5️⃣ Minimize the use of Slack as much as possible

Slack is a distraction machine that does everything it can to interrupt your team and prevent them working on the work.

Instant messaging promotes stream of consciousness communication and endless back and forth. The metawork created by Slack keeps your team from working on the work.

Slack can be useful when actively chewing on a problem with a coworker in between accomplishing tasks. It's not all bad—Slack can also be an upgrade over email communication which feels impersonal, if not obsolete.

The best compromise I've found is to use Slack for urgent emergencies, personal conversations, or asking questions that aren't relevant to a specific task in Asana. Notification muting should be encouraged to allow everybody to work on the work.

Slack can also be useful in place of a Zoom call or GMeet to collaborate on solving a difficult problem. Neither assigning tasks or discussing tasks should take place in Slack, as this breaks your single source of truth and creates a situation where part of a task lives in Slack and another part lives in your task management software.    

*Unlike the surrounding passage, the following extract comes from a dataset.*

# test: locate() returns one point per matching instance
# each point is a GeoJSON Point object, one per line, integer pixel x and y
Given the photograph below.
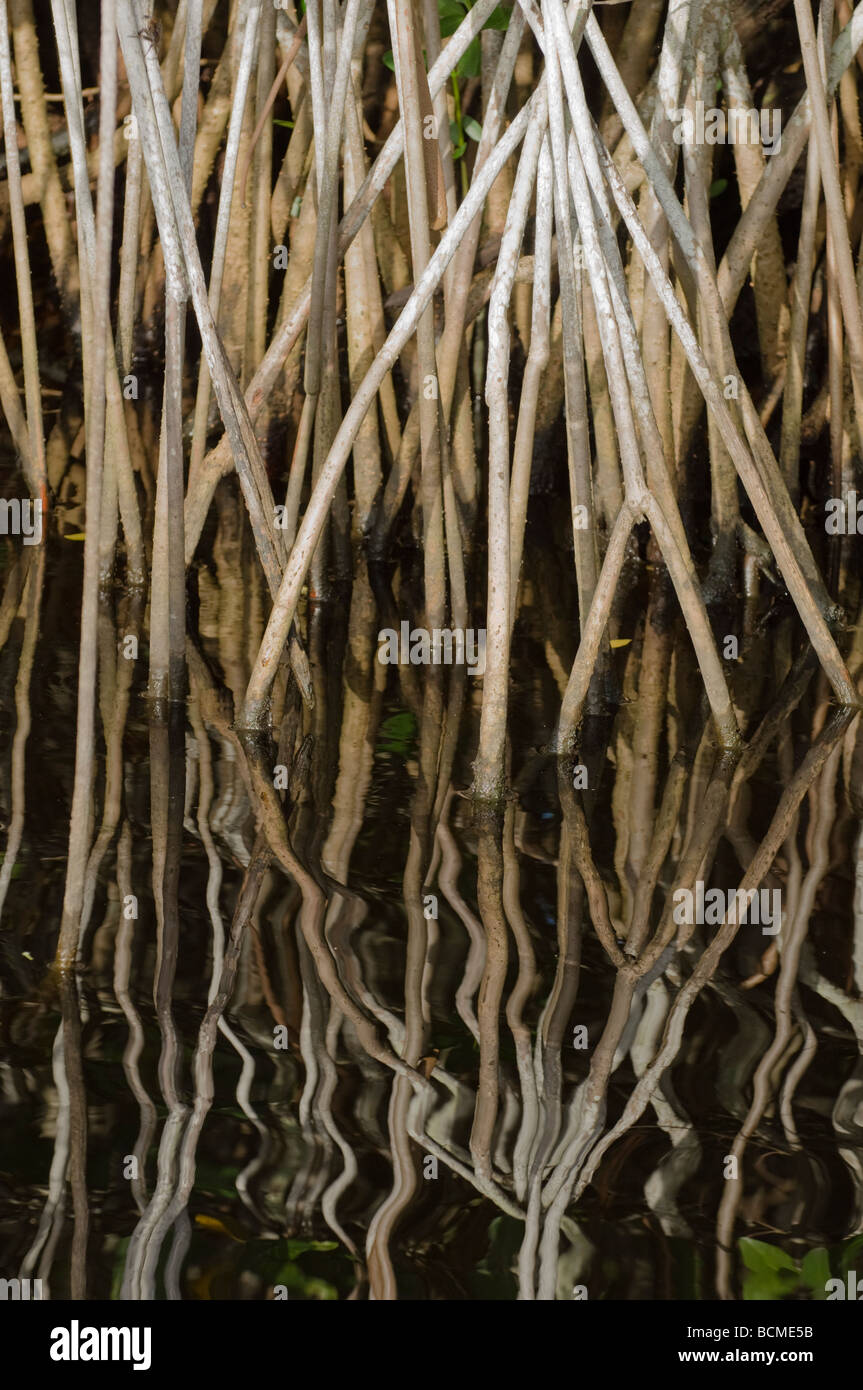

Questions asked in Slack should be asked in channels—not in DMs—so pressure isn't put on a specific person to pause working and answer, and so the answer is visible to everybody who could benefit from seeing it. Answers to questions can then be copied and pasted into an SOP or onboarding doc for the next hire.

6️⃣ Automate or outsource recurring tasks

Recurring non-creative tasks are best done by computers to free up time for humans to work on tasks best done by humans. Hire a marketing automation specialist to review all your SOPs so they can tell you which tasks they can retire from your workflow by means of automation.

Not everything should be automated. Automation is rarely ever perfect. Automations require maintenance, monitoring, and quality control. It's important these trade-offs are made obvious and documented in your SOPs.

Outsourcing to a micro-freelancer can be another form of automation.

Small companies often have employees handling tasks outside of their core competencies. This results in mediocre output and damages team morale, because nobody wants to be responsible for work they know they're not very good at. Hiring a freelancer or virtual assistant to handle these tasks will make work more enjoyable for your employees and potentially even improve the output.  

7️⃣ Standardize how to give feedback

When someone deviates from a SOP it could be a sign that your process isn't the best way to achieve the output you're looking for. Standardize a way your employees can propose changes to existing SOPs so nobody feels trapped performing a task in a sub-standard manner.

It's also a good idea to standardize how to give feedback to someone who has (accidentally) deviated from procedure. Using a template to inform someone that they made a mistake, how they should fix it, and how they can avoid it in the future, saves a ton of time and awkwardness many people feel when correcting others.